The architecture of convolutional siamese neural network for few-show image classification._

首先基于给定的$K$类数据集来构建很多二分类数据集（Support Set），然后在所有二分类数据集上训练一个鉴别模型：判断输入的两张图片是否来自同一个类别。在预测阶段，训练后的siamese network预测所有的输入图片-支持集图片对，最终的结果类别为相似度最高的支持集图片对应的类别。

Matching Networks

The task of Matching Networks (Vinyals et al., 2016) is to learn a classifier $c_{S}$ for any given (small) support set $S=\{x_{i},y_{i}\}^{k}_{i=1}$(k-class classification). This classifier defines a probability distribution over output labels $y$ given a test example $x$. Similar to other metric-based models, the classifier output is defined as a sum of labels of support samples weighted by attention kernel $a(x,x_{i})$ - which should be proportional to the similarity between $x$ and $x_{i}$.
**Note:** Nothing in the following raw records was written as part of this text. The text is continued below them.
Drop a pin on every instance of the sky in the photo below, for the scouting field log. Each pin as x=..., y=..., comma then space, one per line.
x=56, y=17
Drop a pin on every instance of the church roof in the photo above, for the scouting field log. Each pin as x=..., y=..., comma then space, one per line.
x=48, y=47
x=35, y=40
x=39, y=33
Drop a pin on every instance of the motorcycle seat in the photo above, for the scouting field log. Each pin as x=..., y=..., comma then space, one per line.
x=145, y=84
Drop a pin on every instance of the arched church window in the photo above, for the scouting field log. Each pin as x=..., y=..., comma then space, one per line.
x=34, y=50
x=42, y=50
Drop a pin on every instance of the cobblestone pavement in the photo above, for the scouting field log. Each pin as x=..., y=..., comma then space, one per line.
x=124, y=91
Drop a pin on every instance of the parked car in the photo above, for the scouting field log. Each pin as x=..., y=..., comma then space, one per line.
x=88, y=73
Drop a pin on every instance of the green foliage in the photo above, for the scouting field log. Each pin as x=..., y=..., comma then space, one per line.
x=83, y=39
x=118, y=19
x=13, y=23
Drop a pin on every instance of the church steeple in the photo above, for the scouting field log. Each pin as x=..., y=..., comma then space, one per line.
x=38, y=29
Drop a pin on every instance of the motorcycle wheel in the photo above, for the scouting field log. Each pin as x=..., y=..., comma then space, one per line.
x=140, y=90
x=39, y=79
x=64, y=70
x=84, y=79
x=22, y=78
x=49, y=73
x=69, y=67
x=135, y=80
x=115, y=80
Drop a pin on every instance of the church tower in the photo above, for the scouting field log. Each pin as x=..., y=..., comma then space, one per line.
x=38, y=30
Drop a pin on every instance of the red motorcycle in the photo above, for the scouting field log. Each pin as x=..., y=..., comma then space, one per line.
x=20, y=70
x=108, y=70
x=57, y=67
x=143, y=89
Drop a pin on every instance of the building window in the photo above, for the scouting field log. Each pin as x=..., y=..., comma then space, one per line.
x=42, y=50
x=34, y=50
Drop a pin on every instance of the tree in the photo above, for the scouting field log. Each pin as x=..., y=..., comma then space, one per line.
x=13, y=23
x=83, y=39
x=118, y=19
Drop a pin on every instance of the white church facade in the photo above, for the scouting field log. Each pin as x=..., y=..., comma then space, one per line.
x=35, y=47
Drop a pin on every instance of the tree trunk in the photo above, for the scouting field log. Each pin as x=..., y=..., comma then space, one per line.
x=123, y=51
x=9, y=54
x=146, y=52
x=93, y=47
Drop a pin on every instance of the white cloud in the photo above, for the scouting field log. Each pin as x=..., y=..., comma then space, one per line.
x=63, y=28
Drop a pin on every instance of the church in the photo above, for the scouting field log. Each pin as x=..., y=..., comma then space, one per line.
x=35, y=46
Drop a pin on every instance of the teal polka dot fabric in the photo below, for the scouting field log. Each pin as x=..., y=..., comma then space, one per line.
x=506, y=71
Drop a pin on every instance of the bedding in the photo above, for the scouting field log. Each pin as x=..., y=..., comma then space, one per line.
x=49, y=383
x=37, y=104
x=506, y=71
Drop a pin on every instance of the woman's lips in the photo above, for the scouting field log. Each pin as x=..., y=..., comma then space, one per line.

$$c_S(\mathbf{x}) = P(y \vert \mathbf{x}, S) = \sum_{i=1}^k a(\mathbf{x}, \mathbf{x}_i) y_i
\text{, where }S=\{(\mathbf{x}_i, y_i)\}_{i=1}^k$$

The architecture of Matching Networks.

The attention kernel depends on two embedding functions, $f$ and $g$, for encoding the test sample and the support set samples respectively. The attention weight between two data points is the cosine similarity, $cosine(\cdot)$, between their embedding vectors, normalized by softmax:
$$a(\mathbf{x}, \mathbf{x}_i) = \frac{\exp(\text{cosine}(f(\mathbf{x}), g(\mathbf{x}_i))}{\sum_{j=1}^k\exp(\text{cosine}(f(\mathbf{x}), g(\mathbf{x}_j))}$$

Simple Embedding In the simple version, an embedding function is a neural network with a single data sample as input. Potentially we can set $f=g$.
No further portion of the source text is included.